Q: It’s interesting that you mention that, because you’re from Southern India, and what people have been noticing within the Indian community at CBU recently is a somewhat stark divide between South and North Indian student groups. Is this just political baggage that people bring with them from home, or is there some other cause of this divide?
A: Here it’s a bit tricky … The people running for election now, they just want to be in that seat, so many of them don’t even know what it takes – the seat they’re running for. With the people I’ve interacted with that are running for several positions, it’s a popularity contest. In a way, to get into the position, they’re doing whatever they can. So most of the majority being North, South – I don’t belong to any majority section now, that’s what is happening. People are even asking for votes like ‘you do me a favour and I do you a favour’ … I don’t know why people are taking it so – they need to take it seriously, but only regarding the position and what needs to be done when you are in that position. Not just however it is you’re going to get that position. And bringing community into it, it’s a bad thing, we don’t encour
age it back home.
Q: So you’re saying people may be using these regional differences as a way to rally support for them against someone from a different community?

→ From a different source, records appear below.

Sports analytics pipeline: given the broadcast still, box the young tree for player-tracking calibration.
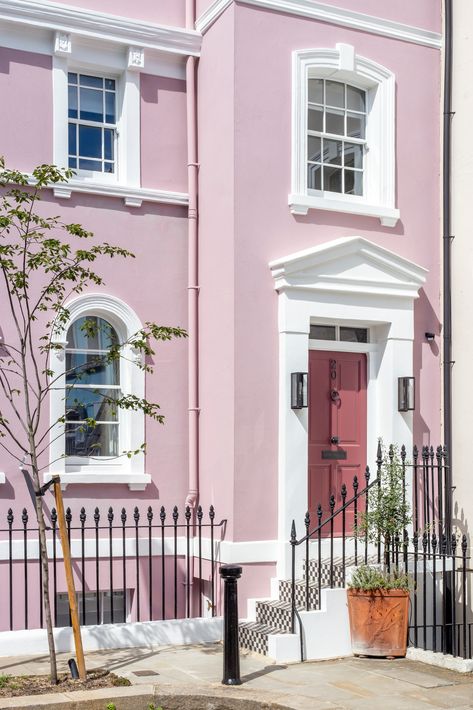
[0,161,186,683]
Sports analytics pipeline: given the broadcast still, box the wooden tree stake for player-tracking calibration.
[52,477,87,680]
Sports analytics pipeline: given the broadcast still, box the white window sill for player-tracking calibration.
[44,471,151,491]
[0,472,5,485]
[288,193,400,227]
[52,179,189,209]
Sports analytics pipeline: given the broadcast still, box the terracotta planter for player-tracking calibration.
[347,588,409,657]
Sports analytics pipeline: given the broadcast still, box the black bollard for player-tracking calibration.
[220,563,242,685]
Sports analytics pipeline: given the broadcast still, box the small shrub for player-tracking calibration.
[348,564,410,591]
[111,676,131,687]
[0,675,9,689]
[106,704,116,710]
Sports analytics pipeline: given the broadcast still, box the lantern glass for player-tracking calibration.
[291,372,308,409]
[398,376,415,412]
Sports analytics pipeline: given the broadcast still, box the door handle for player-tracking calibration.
[330,436,339,445]
[330,389,340,402]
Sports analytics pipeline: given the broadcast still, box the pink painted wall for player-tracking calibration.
[0,48,53,170]
[141,75,188,192]
[315,0,441,33]
[197,5,237,538]
[197,3,442,544]
[56,0,186,27]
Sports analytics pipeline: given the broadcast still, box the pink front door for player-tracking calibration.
[308,350,367,534]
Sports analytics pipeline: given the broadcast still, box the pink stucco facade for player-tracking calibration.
[0,0,441,629]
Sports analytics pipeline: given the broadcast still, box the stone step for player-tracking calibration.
[255,599,295,633]
[239,621,289,656]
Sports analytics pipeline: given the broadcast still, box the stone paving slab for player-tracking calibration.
[0,644,472,709]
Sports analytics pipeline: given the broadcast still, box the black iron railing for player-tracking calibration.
[1,504,226,632]
[290,442,472,661]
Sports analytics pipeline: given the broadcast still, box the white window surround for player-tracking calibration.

A: Yes. So I say think wisely, think [about] what a candidate has to say before – assuming he’s from North, South, East, or West – when you’re under one roof students should be one nationality. Concerns should be our main issues, rather than where you’re from – that shouldn’t be happening. People are so occupied within the Indian community that no one is, I don’t think anyone is looking after the residence people or the local people; what problems do they have? What would they like to see? I’ve spoken to some of the students, I don’t want to give out their names, but they say that racism is exists in this college – people are so rude to them … That the hostel [, cafeteria,] food is not good, that too many people are sitting in groups, speaking a different language – they don’t understand it and people find it a bit rude. Because they don’t understand what they’re laughing about, or what they’re doing. People are so occupied amongst themselves that they’re not bothering about anyone [else]. So I want to educate them that this is not the way we [behave], we come from a different place, we’ve got to respect their culture and at the same time promote our culture. At the end of the day we’re all students, so student should be our nationality. That’s what my main aim in getting people together is.

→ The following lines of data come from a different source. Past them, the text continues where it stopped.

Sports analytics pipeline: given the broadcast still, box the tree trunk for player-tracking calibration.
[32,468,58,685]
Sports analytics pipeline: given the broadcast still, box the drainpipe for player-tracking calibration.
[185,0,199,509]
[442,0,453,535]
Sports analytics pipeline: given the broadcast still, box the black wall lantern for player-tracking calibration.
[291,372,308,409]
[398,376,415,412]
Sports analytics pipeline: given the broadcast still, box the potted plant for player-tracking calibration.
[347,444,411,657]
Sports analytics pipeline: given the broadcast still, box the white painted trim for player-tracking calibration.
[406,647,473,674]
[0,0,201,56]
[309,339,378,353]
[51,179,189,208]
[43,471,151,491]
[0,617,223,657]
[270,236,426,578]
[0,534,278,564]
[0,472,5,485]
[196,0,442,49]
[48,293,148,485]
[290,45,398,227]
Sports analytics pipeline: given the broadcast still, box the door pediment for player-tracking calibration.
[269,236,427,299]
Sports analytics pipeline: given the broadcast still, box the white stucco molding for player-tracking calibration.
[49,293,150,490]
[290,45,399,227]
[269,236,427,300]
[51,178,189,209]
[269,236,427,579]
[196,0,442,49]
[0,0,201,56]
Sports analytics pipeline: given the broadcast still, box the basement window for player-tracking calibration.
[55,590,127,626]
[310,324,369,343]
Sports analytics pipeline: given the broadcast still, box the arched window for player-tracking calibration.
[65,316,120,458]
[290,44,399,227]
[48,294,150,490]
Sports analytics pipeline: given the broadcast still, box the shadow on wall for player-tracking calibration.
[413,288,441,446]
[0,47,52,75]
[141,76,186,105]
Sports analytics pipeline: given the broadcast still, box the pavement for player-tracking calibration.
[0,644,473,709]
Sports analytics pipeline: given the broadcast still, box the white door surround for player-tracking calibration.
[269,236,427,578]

Q: Is there anything else that you’d like students to know before heading to the polls?
A: Yes. Don’t go by experience, because I’m running against an already-sitting President. So the only thing is I can point out several negative things – but I don’t do negative campaigning – so there are things which need to be changed, the world would never have been a better place unless someone had started something new. So try something new this time. I’ve got my plans, whatever I’ve said or stated I will put my 100% effort into doing that.